方法論としては、この一点を頂点とした円錐体をわざと逆様に立てたような、普通の小説の逆構成を考えた。即ち通常の意味での破局が冒頭にあり、しかもその破局には何の必然性もない。その必然性としての宿命が暗示されるのは最後の一行であり、これがギリシア劇なら、最後の一行からはじまって、冒頭の破局を結末とすべきである。それをわざわざ逆様に立ててみせたのである。
 即ち、通常の小説ならラストに来るべき悲劇がはじめに極限的な形で示され、生き残った女主人公朝子が、この全く理不尽な悲劇からいかなる衝撃を受け、しかも徐々たる時の経過の恵みによっていかにこれから癒え、癒えきったのちのおそるべき空虚から、いかにしてふたたび宿命の到来を要請するか、というのが一編の主題である。

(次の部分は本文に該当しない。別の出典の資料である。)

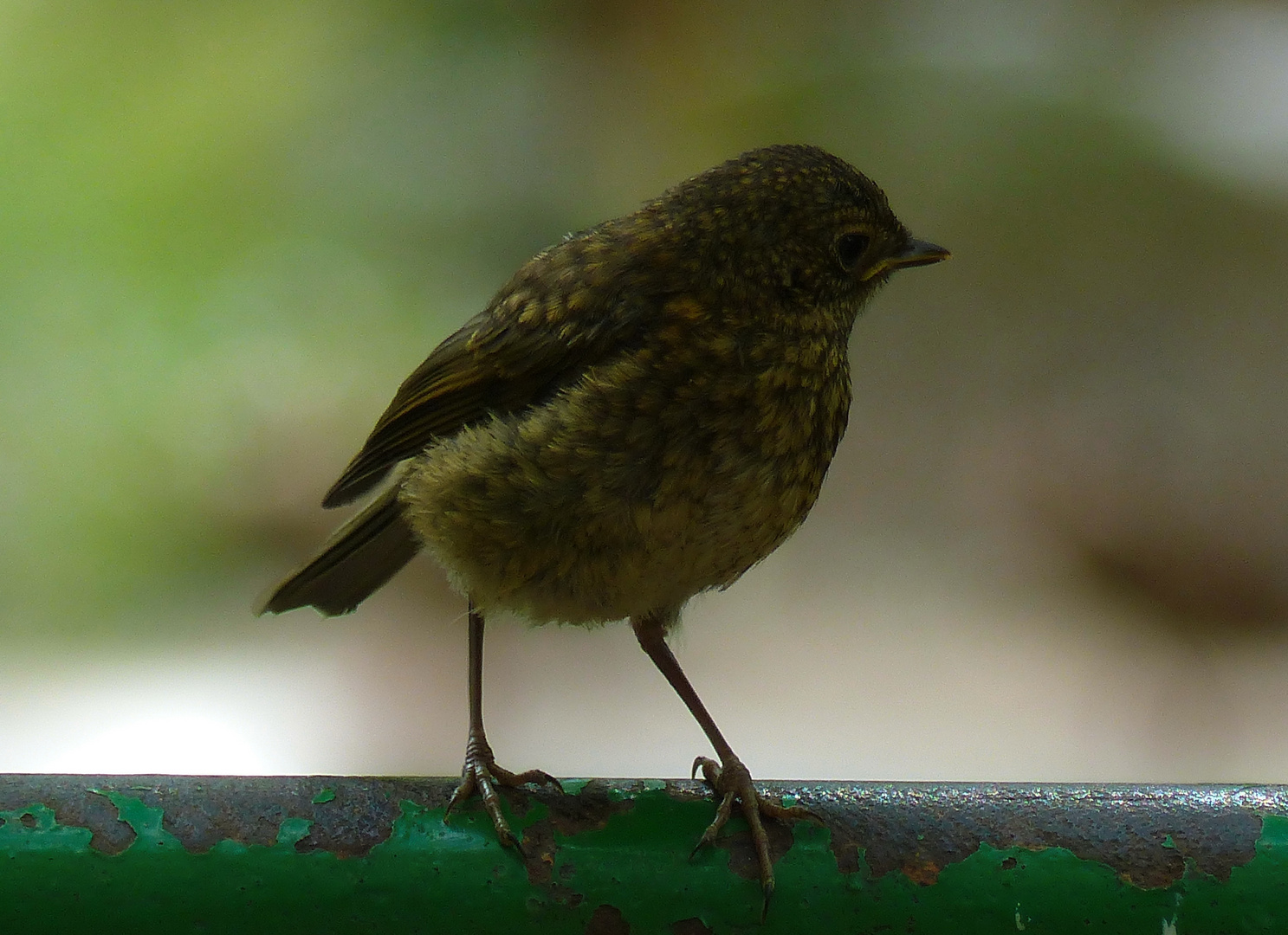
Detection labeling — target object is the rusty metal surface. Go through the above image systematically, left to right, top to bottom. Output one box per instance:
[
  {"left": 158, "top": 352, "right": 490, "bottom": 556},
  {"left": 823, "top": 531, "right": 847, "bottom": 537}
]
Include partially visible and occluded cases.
[{"left": 0, "top": 774, "right": 1288, "bottom": 888}]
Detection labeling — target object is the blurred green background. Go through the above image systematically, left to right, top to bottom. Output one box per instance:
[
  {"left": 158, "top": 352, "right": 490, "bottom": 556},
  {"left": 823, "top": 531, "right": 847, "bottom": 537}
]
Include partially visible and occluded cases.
[{"left": 0, "top": 0, "right": 1288, "bottom": 782}]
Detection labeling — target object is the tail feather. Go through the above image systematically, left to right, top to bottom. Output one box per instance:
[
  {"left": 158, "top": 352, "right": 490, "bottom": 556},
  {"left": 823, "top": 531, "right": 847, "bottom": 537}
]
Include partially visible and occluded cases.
[{"left": 255, "top": 484, "right": 420, "bottom": 617}]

 或る苛酷な怖ろしい宿命を、永い時間をかけて、ようやく日常生活のこまかい網目の中へ融解し去ることに成功したとき、人間は再び宿命に飢えはじめる。このプロセスが、どうして読者にできるだけ退屈を与えずに描き出せるか、という点に私の腕だめしがあった。小説のはじめに最も刺戟的な場面を使ってしまえば、そのあと、読者は何ら刺戟を受けなくなってしまう憤れがあるからである。